By Margarita Snegireva. The world's largest retailer Wal-Mart Stores Inc. will move design and development of its apparel to New York in a bid to revive declining clothing sales and cut production time.
Wal-Mart will close the product-development and sourcing divisions for men's, women's, and children's clothing at its Bentonville, Ark., headquarters, spokeswoman Linda Blakley said yesterday. She declined to say the number of jobs affected.
The retailer said last year it was expanding design studios in New York and named new executives after clothing sales faltered. Wal-Mart has said it moved too fast into fashionable lines such as Metro 7 dresses. It now will concentrate on upgrading T-shirts and other basics in a variety of colors.

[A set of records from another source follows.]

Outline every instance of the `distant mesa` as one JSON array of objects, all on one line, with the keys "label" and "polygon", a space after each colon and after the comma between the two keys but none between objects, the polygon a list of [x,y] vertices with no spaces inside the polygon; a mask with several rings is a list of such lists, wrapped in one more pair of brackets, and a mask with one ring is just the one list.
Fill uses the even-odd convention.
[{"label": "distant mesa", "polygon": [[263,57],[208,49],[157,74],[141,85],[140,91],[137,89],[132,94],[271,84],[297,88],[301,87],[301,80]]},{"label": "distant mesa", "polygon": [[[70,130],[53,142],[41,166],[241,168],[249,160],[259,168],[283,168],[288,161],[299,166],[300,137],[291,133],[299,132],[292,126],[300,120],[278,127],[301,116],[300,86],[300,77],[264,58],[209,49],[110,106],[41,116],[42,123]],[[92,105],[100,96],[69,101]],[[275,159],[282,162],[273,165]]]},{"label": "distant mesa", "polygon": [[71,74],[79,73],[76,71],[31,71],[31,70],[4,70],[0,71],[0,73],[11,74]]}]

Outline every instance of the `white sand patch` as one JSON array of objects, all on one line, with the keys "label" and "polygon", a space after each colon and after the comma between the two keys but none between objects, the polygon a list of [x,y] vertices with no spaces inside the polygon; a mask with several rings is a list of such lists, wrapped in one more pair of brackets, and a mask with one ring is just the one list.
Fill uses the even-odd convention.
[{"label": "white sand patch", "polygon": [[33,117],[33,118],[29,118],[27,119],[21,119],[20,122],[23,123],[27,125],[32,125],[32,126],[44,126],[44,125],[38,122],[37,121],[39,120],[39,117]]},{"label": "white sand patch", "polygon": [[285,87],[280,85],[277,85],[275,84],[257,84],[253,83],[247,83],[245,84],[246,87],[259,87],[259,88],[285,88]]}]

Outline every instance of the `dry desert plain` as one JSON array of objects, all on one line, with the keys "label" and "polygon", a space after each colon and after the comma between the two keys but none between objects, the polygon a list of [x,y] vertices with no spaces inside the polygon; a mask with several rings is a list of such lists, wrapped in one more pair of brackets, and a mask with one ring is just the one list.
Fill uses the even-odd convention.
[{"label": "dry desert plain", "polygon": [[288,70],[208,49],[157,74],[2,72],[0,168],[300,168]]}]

Wal-Mart Stores, Inc. is an American public corporation that runs a chain of large, discount department stores. It is the world's largest public corporation by revenue, according to the 2007 Fortune Global 500. It was founded by Sam Walton in 1962, incorporated on October 31, 1969, and listed on the New York Stock Exchange in 1972. It is the largest private employer in the world and the fourth largest utility or commercial employer, trailing the Chinese army, the British National Health Service, and the Indian Railways. Wal-Mart is the largest grocery retailer in the United States, with an estimated 20% of the retail grocery and consumables business, as well as the largest toy seller in the U.S., with an estimated 22% share of the toy market.
Wal-Mart operates in Mexico as Walmex, in the UK as ASDA, and in Japan as Seiyu. It has wholly-owned operations in Argentina, Brazil, Canada, Puerto Rico, and the UK. Wal-Mart's investments outside North America have produced mixed results. The company's operations in South America and China are highly successful, but it sold its retail operations in South Korea and Germany in 2006 due to sustained losses.
Wal-Mart has been criticized by some community groups, women's rights groups, grassroots organizations, and labor unions, specifically for its extensive foreign product sourcing, low rates of employee health insurance enrollment, resistance to union representation, and alleged sexism.